Ele alınması gereken bir diğer kriter ise ifadelerin dile getirildiği atmosferdir. İfadeler, Türkiye’nin seçim iklimine girdiği bir süreçte sarf edilmiş olup seçim süreçlerinde seçmenlerini etkilemek isteyen siyasetçiler, kendilerine yöneltilen ifadelere cevap verme olanağı bulunan rakiplerine karşı söylemlerini sertleştirebilmektedir. Oysa ifadelerin bir milletvekili adayınca siyasi rakibi olan bir partinin genel başkanı iken söz konusu partinin adayı olarak Cumhurbaşkanı seçilen ve siyasi kariyerine Cumhurbaşkanı olarak devam eden bir siyasetçiye seçim ortamında yöneltilmiş olduğu hususunun da derece mahkemelerinin kararlarında dikkate alınmadığı görülmektedir.
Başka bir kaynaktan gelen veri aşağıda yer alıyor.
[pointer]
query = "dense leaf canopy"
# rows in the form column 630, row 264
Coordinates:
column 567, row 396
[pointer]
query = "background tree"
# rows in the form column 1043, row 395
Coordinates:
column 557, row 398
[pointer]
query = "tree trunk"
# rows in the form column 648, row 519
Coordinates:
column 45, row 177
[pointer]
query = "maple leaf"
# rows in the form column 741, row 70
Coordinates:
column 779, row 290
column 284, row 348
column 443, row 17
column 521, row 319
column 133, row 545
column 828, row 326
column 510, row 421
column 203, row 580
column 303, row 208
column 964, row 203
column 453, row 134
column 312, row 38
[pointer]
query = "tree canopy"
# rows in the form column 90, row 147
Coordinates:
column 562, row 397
Tüm bu hususlara ek olarak Anayasa Mahkemesi; siyasetçilerin, kamuoyunca tanınan kişilerin ve kamusal yetki kullanan görevlilerin gördükleri işlev nedeniyle daha fazla eleştiriye katlanmak durumunda olduklarını ve bunlara yönelik eleştirinin sınırlarının çok daha geniş olduğunu her zaman vurgulamıştır (siyasetçilerle ilgili olarak bkz. Ergün Poyraz (2), § 58; kamusal yetki kullanan görevlilerle ilgili olarak bkz. Nilgün Halloran, § 45; tanınan bir Cumhuriyet başsavcısı ile ilgili olarak bkz. İlhan Cihaner (2), § 82; tanınan ve siyasete hazırlanan bir kamu görevlisi ile ilgili olarak bkz. Önder Balıkçı, § 42). Somut olayda başvurucunun ifadelerinin muhatabının bir siyasetçi olduğu hususunun da değerlendirmeye konu edilmediği açıktır.

Son olarak rahatsız edici de olsa siyasetçilere, kamuoyunca tanınan kişilere ve kamusal yetki kullanan görevlilere ilişkin yapılan eleştirilerin cezalandırılması caydırıcı etki doğurarak toplumdaki ve kamuoyundaki farklı seslerin susturulmasına yol açabilir. Cezalandırılma korkusu, çoğulcu toplumun sürdürülebilmesine engel olabilir (benzer yöndeki değerlendirmeler için bkz. Ergün Poyraz (2), § 79). Bu nedenle başvuruya konu olayların geçtiği dönemde ve hâlen Cumhurbaşkanı olan müştekiye yönelik sözler söyleyen başvurucunun hapis cezası ile cezalandırılmasına karar verilmesi, bilgilendirme ve eleştiride bulunabilme ortamının bir sonucu olan çoğulcu topluma zarar verebilir.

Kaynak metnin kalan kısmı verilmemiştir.